Mermaids is not mentioned on the Cardiff and Vale University Health Board website, neither is Stonewall. A Welsh LGBT organisation called Umbrella Cymru is given prominence instead. Umbrella Cymru is even more brazen in its aims. It says that it aims to ‘advance sexual and gender diversity’. This is interesting because the term ‘sexual and gender diversity’ has been promoted as an alternative to the term ‘LGBT’ by Dominic Davies, the CEO of Pink Therapy. The question is, what does ‘advance’ mean here? LGBT organisations have succeeded by using the ‘born that way’ argument. Mermaids’ use of ‘born in the wrong body’ is a case in point. If some people really are born transgendered, why is there a need to ‘advance gender diversity’?

It turns out that Mermaids gave a presentation in Pink Therapy’s Trans 2014 Emerging Trends conference in April 2014. This means that Mermaids has close links with the organisation that has mainstreamed the term ‘sexual and gender diversity’. Its continued use by others means that there has been no real change of approach within the NHS in Wales.

Link to professional ban on ‘conversion therapy’

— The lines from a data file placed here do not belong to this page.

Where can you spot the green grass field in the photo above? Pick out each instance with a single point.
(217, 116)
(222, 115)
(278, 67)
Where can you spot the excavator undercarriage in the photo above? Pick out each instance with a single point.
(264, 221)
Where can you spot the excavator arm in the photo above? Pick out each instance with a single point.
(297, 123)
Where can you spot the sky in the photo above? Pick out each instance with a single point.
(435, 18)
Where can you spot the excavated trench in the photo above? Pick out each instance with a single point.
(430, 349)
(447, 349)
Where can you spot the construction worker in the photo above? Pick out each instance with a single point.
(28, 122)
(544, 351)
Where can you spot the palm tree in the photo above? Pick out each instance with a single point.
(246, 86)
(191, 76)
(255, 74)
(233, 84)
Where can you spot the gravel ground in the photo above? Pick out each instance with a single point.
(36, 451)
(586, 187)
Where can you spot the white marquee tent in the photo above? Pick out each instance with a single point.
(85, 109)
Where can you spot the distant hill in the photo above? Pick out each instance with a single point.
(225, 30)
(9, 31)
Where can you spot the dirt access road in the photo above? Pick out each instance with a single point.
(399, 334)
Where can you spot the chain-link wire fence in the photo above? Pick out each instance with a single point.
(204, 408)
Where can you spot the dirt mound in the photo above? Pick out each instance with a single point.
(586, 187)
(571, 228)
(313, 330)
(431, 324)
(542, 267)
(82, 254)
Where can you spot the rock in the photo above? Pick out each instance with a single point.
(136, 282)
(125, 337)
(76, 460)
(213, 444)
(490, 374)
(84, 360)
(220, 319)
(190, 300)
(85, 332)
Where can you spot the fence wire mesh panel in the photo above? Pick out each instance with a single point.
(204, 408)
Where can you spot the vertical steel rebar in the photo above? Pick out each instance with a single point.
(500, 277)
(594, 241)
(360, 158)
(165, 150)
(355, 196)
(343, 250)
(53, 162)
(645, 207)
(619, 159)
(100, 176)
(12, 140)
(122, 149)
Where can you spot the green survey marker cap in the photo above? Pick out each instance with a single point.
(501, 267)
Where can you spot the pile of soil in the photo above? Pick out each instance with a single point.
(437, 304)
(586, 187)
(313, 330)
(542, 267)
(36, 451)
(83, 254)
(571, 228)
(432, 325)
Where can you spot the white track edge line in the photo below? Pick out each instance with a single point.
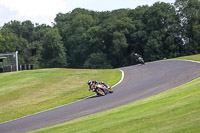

Recently, former Tavistock staff member Marcus Evans clearly explained the damage that the ‘conversion therapy’ ban has already done. Even if the judicial review leads to a ban on puberty blockers, much more needs to be done. The prescription of puberty blockers and cross-sex hormones now goes hand in hand with a ban on what is deemed ‘conversion therapy’. Children and young people must be offered adequate psychotherapy if experimental physical treatments are side-lined or prohibited.

Dominic Davies has been a major force in promoting gay-affirmative and later transgender-affirmative therapy in the mental health professional bodies. He was a key figure in the production of both versions of the Memorandum of Understanding on Conversion Therapy in the UK. He had close links to the Department of Health under David Cameron and Theresa May in this respect. In February 2016 he resigned from the British Association for Counselling and Psychotherapy because he considered it wasn’t doing enough on transgender issues among other things. He claimed that the BACP had told him that it did not want to create ‘a list of orientations and conditions’ that could no longer be treated to Memorandum. This was in light of the BACP removing the accreditation of Lesley Pilkington. Later on, the BACP did in fact sign the new version of the Memorandum, which prohibited therapy which assumed one ‘gender identity’ was better than another.

Where to now for child-targeted trans activism?

The current court case, the Department for Education announcement and also the forthcoming independent review of gender services for children have all put the spotlight on Mermaids. The important thing is that the focus doesn’t just stay there.

The judges in the judicial review are expected to reserve judgment until a later date. It would be completely unsurprising if either party filed an appeal. We can therefore expect this case to continue for some time. In the meantime, any apparent backtracking by transgender organisations and ‘allies’ needs to be investigated thoroughly and exposed for what it is.